Many years later, Trout would become the first black Lutheran bishop in the Western Hemisphere. On leaving Montgomery in 1955, he failed to anticipate the social friction that his new parsonage would cause—mostly because he assumed that his successor would be a Negro. Lutheran policy changed again, however, and when a white minister named Robert Graetz finished his seminary training that year in Ohio, he found his name on the missionary assignment list among those of his colleagues going to Africa and South America—posted to Trinity Lutheran down in Alabama. Dutifully, Graetz had personal stationery printed up bearing a biblical quotation: “And the angel of the Lord spoke unto Philip saying, ‘Arise, go toward the South.'” Along with his wife and their two toddlers, Graetz headed for Montgomery, where they became the first of Trinity's white pastoral families to live in Trout's parsonage among the Negro parishioners.
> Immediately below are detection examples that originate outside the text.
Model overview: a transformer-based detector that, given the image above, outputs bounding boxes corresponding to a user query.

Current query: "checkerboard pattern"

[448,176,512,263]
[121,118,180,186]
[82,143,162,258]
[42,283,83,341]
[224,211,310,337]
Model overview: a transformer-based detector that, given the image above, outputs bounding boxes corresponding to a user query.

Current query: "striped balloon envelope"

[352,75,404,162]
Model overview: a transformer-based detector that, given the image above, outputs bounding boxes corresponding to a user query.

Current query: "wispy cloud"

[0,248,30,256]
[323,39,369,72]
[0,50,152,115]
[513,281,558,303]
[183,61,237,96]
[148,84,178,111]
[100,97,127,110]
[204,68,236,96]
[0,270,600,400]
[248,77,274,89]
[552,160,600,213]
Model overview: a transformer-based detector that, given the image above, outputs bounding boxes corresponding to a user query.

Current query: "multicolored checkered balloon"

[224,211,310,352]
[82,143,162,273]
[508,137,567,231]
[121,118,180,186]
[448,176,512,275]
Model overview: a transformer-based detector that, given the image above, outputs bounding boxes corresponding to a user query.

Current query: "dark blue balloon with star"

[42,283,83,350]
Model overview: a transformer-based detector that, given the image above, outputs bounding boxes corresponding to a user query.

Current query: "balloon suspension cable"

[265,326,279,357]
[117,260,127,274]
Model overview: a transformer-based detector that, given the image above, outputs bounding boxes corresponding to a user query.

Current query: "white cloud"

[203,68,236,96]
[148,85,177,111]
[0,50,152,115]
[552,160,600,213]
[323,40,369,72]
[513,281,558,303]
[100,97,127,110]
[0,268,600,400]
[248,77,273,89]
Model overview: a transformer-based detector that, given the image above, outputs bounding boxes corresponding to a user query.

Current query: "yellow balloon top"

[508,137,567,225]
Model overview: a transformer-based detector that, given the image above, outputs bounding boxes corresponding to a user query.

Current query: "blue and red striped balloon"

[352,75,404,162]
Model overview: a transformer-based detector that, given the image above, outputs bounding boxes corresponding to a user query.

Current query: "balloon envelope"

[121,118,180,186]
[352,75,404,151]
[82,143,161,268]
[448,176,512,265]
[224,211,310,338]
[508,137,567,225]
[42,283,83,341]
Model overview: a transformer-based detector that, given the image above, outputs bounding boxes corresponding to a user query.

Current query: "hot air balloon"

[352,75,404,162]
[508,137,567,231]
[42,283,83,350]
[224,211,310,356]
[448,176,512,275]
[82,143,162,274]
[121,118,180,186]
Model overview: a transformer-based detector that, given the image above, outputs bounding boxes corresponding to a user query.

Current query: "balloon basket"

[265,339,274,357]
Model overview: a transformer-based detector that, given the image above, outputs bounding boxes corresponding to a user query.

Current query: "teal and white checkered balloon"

The Graetzes discovered instantly that the social effects of the new location were severe. Previously, Montgomery whites had allowed Trinity pastors to live among them and preach to Negro Lutherans, on much the same social calculus that allowed doctors to visit a brothel in a medical emergency. Now that they were living in the brothel, however, the Graetzes forfeited their modicum of acceptability. Local whites shunned them everywhere from the laundromat to the supermarket. In most respects, the Graetz family lived as though they were Negroes, but their white skin produced some unprecedented legal contortions. Because they always chose to sit in the upstairs Negro section of movie theaters, for instance, theater owners worried that to sell them tickets might bring down Alabama's legal sanctions against establishments that “sponsored” interracial public meetings. (Those same laws made it technically illegal for Graetz to preach in his own church.) The theater owners' solution was to let them in free. Montgomery's ticket takers soon learned the face of every Graetz and knew to whisk them all rapidly into the theater, so as to minimize the ire of paying white customers. Reverend Graetz tried repeatedly to pay, believing that he should not profit from his Christian witness. The owners would not hear of it.